For a cryptanalysis tool, this is valuable. It tells the user whether frequency analysis is likely to be productive.

Frequency analysis sits at the centre of many classical cryptography topics.

Caesar Cipher

The Caesar cipher shifts the alphabet by a fixed number.

Because there are only 26 possible shifts, it can be brute-forced easily. Frequency analysis gives a more elegant statistical attack, especially when combined with chi-squared scoring.

ROT13

ROT13 is a Caesar cipher with a fixed shift of 13.
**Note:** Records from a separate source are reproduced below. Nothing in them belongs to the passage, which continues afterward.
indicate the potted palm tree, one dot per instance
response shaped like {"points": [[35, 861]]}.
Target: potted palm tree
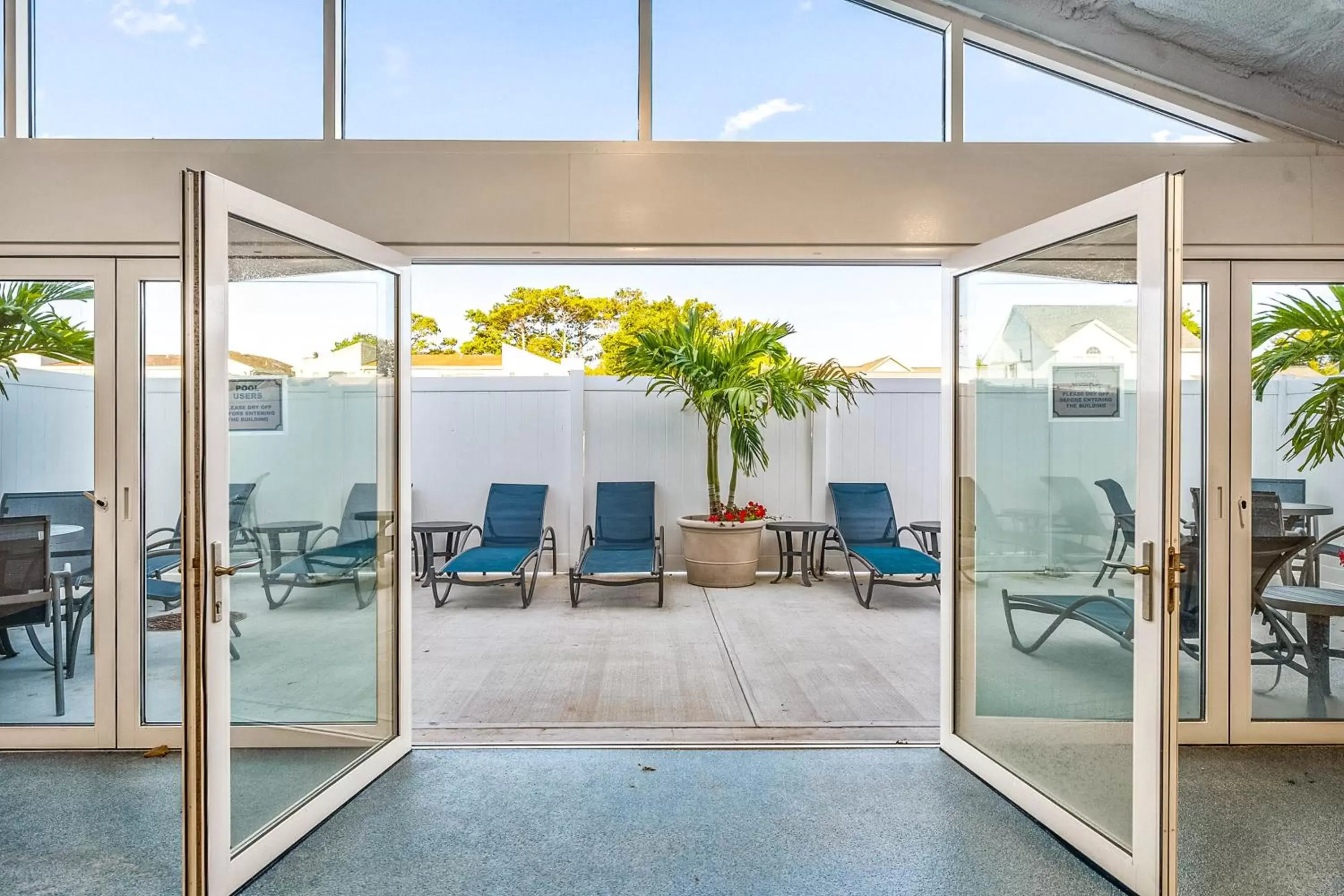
{"points": [[1305, 331], [29, 326], [733, 378]]}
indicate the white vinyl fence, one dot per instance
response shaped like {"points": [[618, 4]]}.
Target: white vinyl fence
{"points": [[574, 432]]}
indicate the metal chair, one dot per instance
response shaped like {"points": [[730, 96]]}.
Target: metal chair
{"points": [[513, 535], [625, 540], [355, 548], [30, 594]]}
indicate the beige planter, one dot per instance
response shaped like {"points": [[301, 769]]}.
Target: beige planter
{"points": [[721, 555]]}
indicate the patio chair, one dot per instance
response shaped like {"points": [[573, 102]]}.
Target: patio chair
{"points": [[1123, 530], [339, 563], [866, 531], [72, 552], [511, 535], [1105, 613], [624, 540], [30, 594]]}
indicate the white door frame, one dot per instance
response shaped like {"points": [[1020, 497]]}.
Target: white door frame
{"points": [[211, 866], [1150, 870], [1244, 728], [132, 731], [1217, 277], [103, 732]]}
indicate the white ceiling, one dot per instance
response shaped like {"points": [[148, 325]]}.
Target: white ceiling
{"points": [[1283, 60]]}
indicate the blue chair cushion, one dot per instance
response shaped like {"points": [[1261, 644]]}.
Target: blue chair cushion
{"points": [[892, 560], [617, 560], [162, 563], [488, 560], [336, 559]]}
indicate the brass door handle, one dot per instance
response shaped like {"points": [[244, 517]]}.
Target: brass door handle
{"points": [[234, 569]]}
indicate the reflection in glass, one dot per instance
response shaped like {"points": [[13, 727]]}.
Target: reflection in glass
{"points": [[1297, 497], [1047, 444], [1011, 101], [312, 474], [160, 322], [1193, 543], [46, 470]]}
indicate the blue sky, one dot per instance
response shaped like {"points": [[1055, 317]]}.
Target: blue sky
{"points": [[527, 69]]}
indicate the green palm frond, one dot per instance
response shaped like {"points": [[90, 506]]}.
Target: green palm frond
{"points": [[29, 326], [737, 377], [1305, 331]]}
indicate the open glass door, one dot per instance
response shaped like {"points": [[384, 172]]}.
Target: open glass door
{"points": [[296, 599], [1060, 632]]}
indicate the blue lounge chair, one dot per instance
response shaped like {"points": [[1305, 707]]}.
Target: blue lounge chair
{"points": [[866, 531], [624, 542], [513, 535], [355, 548]]}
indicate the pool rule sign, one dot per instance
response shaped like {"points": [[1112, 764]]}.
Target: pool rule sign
{"points": [[257, 405], [1085, 392]]}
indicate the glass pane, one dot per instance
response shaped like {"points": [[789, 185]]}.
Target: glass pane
{"points": [[160, 322], [1297, 481], [312, 472], [769, 70], [1010, 101], [171, 69], [492, 70], [1047, 447], [1191, 668], [46, 466]]}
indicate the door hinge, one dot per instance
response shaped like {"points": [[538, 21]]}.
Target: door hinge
{"points": [[1174, 570]]}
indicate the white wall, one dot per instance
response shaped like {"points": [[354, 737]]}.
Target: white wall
{"points": [[918, 197]]}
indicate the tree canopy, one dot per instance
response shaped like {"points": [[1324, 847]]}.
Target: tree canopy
{"points": [[424, 338]]}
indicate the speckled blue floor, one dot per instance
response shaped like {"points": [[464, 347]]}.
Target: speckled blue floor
{"points": [[663, 821]]}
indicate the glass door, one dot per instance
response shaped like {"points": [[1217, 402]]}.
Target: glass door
{"points": [[296, 601], [57, 465], [1288, 484], [1061, 618]]}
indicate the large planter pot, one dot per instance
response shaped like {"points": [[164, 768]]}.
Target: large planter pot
{"points": [[721, 555]]}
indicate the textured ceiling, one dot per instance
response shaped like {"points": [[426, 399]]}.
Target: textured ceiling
{"points": [[1283, 60]]}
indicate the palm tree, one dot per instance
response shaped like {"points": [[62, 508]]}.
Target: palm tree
{"points": [[736, 378], [29, 326], [1305, 331]]}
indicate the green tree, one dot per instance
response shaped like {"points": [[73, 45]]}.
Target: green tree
{"points": [[1187, 320], [1305, 331], [556, 322], [424, 338], [29, 326], [636, 314], [736, 378]]}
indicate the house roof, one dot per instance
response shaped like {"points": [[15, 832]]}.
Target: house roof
{"points": [[1053, 324], [456, 361], [258, 363]]}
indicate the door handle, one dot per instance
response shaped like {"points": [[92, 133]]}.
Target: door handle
{"points": [[218, 570], [1146, 570], [234, 569]]}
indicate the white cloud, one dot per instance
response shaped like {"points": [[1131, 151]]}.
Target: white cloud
{"points": [[1168, 138], [397, 61], [749, 119], [136, 19]]}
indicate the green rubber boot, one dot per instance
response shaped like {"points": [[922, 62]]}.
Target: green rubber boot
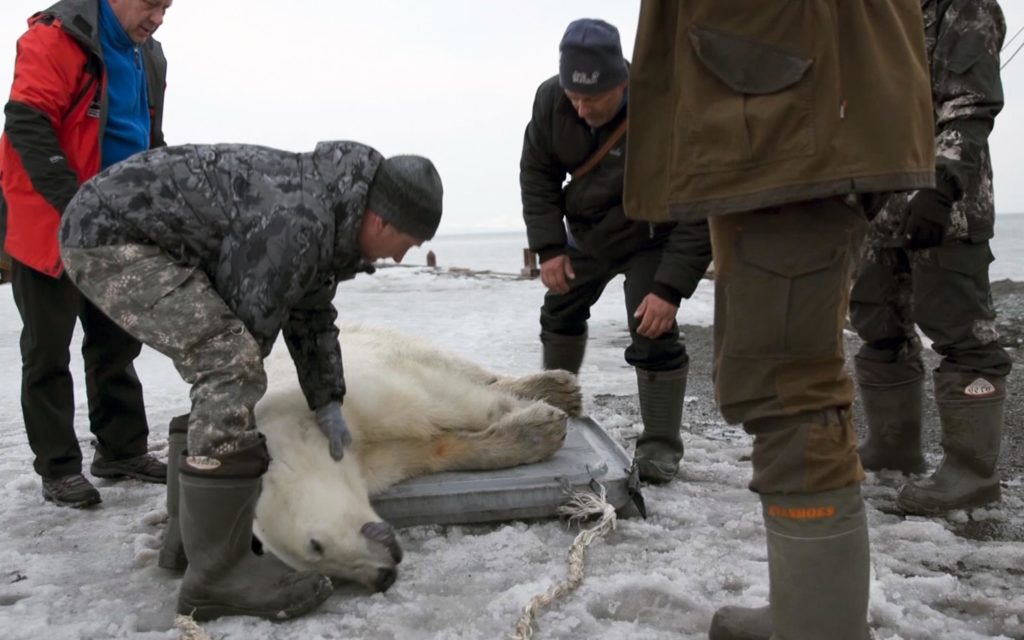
{"points": [[224, 577], [562, 351], [818, 569], [893, 415], [971, 414], [659, 448]]}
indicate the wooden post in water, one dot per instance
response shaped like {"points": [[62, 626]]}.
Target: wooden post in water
{"points": [[529, 267]]}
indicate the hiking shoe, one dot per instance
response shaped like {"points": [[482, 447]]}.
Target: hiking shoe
{"points": [[71, 491], [144, 467]]}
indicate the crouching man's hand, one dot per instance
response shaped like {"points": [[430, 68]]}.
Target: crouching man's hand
{"points": [[333, 424]]}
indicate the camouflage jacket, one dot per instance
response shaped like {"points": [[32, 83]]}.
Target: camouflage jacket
{"points": [[274, 231], [964, 38]]}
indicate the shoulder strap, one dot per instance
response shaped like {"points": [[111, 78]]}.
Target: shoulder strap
{"points": [[599, 155]]}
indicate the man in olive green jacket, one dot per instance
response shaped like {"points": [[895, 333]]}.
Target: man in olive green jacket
{"points": [[781, 122]]}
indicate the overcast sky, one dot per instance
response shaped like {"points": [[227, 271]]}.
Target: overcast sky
{"points": [[453, 80]]}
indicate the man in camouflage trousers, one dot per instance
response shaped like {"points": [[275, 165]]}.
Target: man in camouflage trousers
{"points": [[206, 253], [926, 263]]}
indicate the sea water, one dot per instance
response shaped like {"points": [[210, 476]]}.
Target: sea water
{"points": [[503, 252]]}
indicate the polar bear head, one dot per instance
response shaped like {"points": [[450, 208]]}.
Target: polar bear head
{"points": [[314, 513]]}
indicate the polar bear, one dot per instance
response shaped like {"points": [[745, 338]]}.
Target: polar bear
{"points": [[412, 410]]}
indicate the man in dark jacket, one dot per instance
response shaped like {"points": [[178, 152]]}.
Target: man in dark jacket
{"points": [[926, 263], [207, 253], [88, 92], [578, 130]]}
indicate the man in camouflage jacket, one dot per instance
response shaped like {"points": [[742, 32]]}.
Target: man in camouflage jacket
{"points": [[206, 253], [926, 263]]}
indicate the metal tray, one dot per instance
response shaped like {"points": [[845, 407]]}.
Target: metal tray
{"points": [[519, 493]]}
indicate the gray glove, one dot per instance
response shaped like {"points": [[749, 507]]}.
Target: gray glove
{"points": [[333, 424]]}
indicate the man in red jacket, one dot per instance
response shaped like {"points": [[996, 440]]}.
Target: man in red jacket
{"points": [[88, 92]]}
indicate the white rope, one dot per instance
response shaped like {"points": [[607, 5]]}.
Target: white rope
{"points": [[580, 506], [189, 629]]}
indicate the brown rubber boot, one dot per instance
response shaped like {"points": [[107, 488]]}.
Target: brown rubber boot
{"points": [[659, 448], [224, 577], [971, 414]]}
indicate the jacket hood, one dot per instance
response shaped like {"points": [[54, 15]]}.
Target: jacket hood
{"points": [[347, 170]]}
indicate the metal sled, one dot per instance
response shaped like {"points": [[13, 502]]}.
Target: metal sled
{"points": [[536, 491]]}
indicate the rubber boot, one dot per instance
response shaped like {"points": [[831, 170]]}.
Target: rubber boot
{"points": [[818, 570], [659, 448], [172, 553], [224, 577], [893, 415], [971, 415], [561, 351]]}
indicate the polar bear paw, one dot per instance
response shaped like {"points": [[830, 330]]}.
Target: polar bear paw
{"points": [[529, 434], [558, 388]]}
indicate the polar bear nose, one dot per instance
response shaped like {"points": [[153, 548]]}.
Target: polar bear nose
{"points": [[385, 578], [383, 534]]}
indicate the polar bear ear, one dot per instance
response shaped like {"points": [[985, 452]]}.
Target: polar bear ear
{"points": [[315, 548]]}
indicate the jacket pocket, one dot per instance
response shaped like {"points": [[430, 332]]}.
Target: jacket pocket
{"points": [[751, 103]]}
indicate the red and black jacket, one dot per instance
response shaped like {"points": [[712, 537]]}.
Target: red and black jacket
{"points": [[54, 125]]}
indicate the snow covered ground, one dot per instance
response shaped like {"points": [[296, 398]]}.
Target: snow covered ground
{"points": [[89, 574]]}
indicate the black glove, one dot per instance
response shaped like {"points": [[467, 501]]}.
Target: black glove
{"points": [[333, 424], [929, 217]]}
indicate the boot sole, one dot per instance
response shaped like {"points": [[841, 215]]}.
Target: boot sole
{"points": [[981, 498], [172, 561], [205, 611], [121, 475], [911, 469], [79, 504]]}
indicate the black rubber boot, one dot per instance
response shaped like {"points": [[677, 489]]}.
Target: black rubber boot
{"points": [[172, 553], [71, 491], [224, 577], [659, 448], [818, 568], [563, 351], [971, 413], [893, 415]]}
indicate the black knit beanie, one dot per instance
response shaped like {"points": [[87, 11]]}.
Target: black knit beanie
{"points": [[591, 58], [407, 193]]}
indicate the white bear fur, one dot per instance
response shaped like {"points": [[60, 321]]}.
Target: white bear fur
{"points": [[412, 410]]}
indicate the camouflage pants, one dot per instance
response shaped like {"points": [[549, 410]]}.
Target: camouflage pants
{"points": [[944, 291], [175, 310], [781, 291]]}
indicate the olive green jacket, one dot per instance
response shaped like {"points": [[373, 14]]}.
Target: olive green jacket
{"points": [[737, 105]]}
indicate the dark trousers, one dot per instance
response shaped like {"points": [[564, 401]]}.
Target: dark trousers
{"points": [[49, 308], [567, 313]]}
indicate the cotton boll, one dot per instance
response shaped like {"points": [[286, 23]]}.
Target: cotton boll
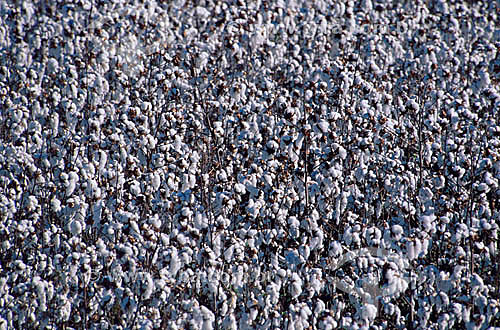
{"points": [[368, 313], [156, 181], [342, 153], [75, 227]]}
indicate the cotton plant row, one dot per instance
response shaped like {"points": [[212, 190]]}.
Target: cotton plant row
{"points": [[244, 165]]}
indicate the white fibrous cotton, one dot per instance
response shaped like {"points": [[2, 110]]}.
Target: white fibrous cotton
{"points": [[368, 313], [75, 227], [276, 164]]}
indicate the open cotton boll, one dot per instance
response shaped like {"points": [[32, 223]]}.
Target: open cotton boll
{"points": [[368, 313], [76, 227]]}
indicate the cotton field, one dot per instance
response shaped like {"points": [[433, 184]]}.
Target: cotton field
{"points": [[249, 164]]}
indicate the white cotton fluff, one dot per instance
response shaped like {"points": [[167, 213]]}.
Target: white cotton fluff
{"points": [[135, 188], [397, 232], [52, 65], [70, 187], [103, 159], [368, 313], [75, 227], [324, 126], [208, 318], [175, 263], [428, 222]]}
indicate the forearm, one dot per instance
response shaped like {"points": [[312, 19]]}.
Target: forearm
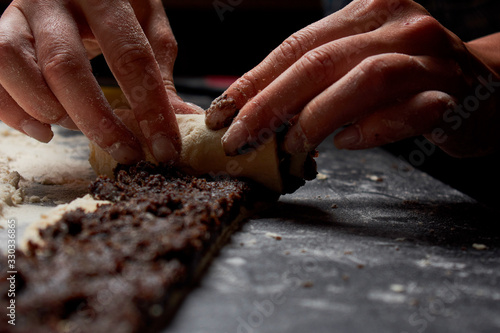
{"points": [[487, 49]]}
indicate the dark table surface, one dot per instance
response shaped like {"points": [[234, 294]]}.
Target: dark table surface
{"points": [[373, 245]]}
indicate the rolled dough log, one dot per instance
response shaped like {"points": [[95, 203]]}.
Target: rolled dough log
{"points": [[202, 154]]}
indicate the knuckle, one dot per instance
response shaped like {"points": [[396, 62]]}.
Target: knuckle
{"points": [[295, 46], [9, 48], [423, 26], [316, 65], [376, 70], [130, 60], [60, 63], [248, 85]]}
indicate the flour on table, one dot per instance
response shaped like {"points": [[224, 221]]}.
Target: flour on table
{"points": [[35, 177]]}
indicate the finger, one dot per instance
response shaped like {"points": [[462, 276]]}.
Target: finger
{"points": [[63, 62], [375, 83], [355, 19], [308, 77], [132, 61], [20, 74], [14, 116], [420, 114]]}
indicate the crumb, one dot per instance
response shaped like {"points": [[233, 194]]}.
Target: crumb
{"points": [[308, 284], [374, 178], [479, 247], [397, 288], [34, 199], [321, 176], [272, 235]]}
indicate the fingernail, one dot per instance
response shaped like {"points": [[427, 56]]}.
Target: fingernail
{"points": [[124, 154], [236, 137], [37, 130], [196, 108], [68, 123], [221, 112], [163, 149], [348, 138], [296, 141]]}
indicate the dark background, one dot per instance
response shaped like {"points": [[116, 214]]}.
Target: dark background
{"points": [[235, 37]]}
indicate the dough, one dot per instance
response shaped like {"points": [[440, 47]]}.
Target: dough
{"points": [[202, 154], [32, 233]]}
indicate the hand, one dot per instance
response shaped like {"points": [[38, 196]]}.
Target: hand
{"points": [[384, 68], [46, 77]]}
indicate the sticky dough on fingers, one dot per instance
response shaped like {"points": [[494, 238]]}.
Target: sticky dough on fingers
{"points": [[203, 154]]}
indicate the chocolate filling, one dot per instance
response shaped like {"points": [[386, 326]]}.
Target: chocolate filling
{"points": [[124, 267]]}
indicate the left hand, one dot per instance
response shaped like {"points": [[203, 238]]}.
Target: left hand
{"points": [[386, 69]]}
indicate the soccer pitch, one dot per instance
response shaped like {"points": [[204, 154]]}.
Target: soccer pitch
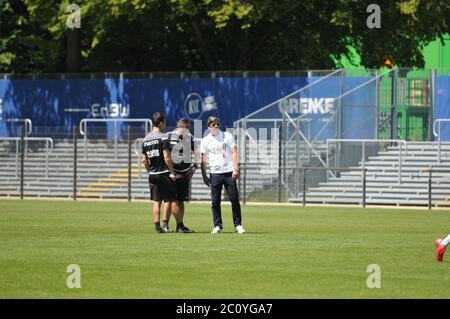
{"points": [[287, 252]]}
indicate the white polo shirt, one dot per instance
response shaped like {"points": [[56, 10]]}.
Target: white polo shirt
{"points": [[218, 152]]}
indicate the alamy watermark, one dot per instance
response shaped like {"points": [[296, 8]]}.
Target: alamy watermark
{"points": [[74, 279], [74, 19], [374, 19], [374, 279]]}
It is not secure encryption. It is a simple text-obscuring method. Since applying ROT13 twice returns the original text, it is useful for hiding spoilers or puzzle answers, but not for protecting secrets.

Atbash Cipher

Atbash reverses the alphabet:

It is a fixed substitution cipher. Once recognised, it is trivial to reverse. Its frequency distribution remains the same shape as the original language, only mirrored through the alphabet.

Monoalphabetic Substitution

This is the classic target of frequency analysis.

Every plaintext letter maps to one ciphertext letter. The keyspace is enormous, but the statistical weakness is severe because the frequency pattern survives.

Keyword Substitution

A keyword substitution cipher builds a scrambled alphabet from a word or phrase.

For example, a keyword might be used to begin the cipher alphabet, with the remaining unused letters added afterwards.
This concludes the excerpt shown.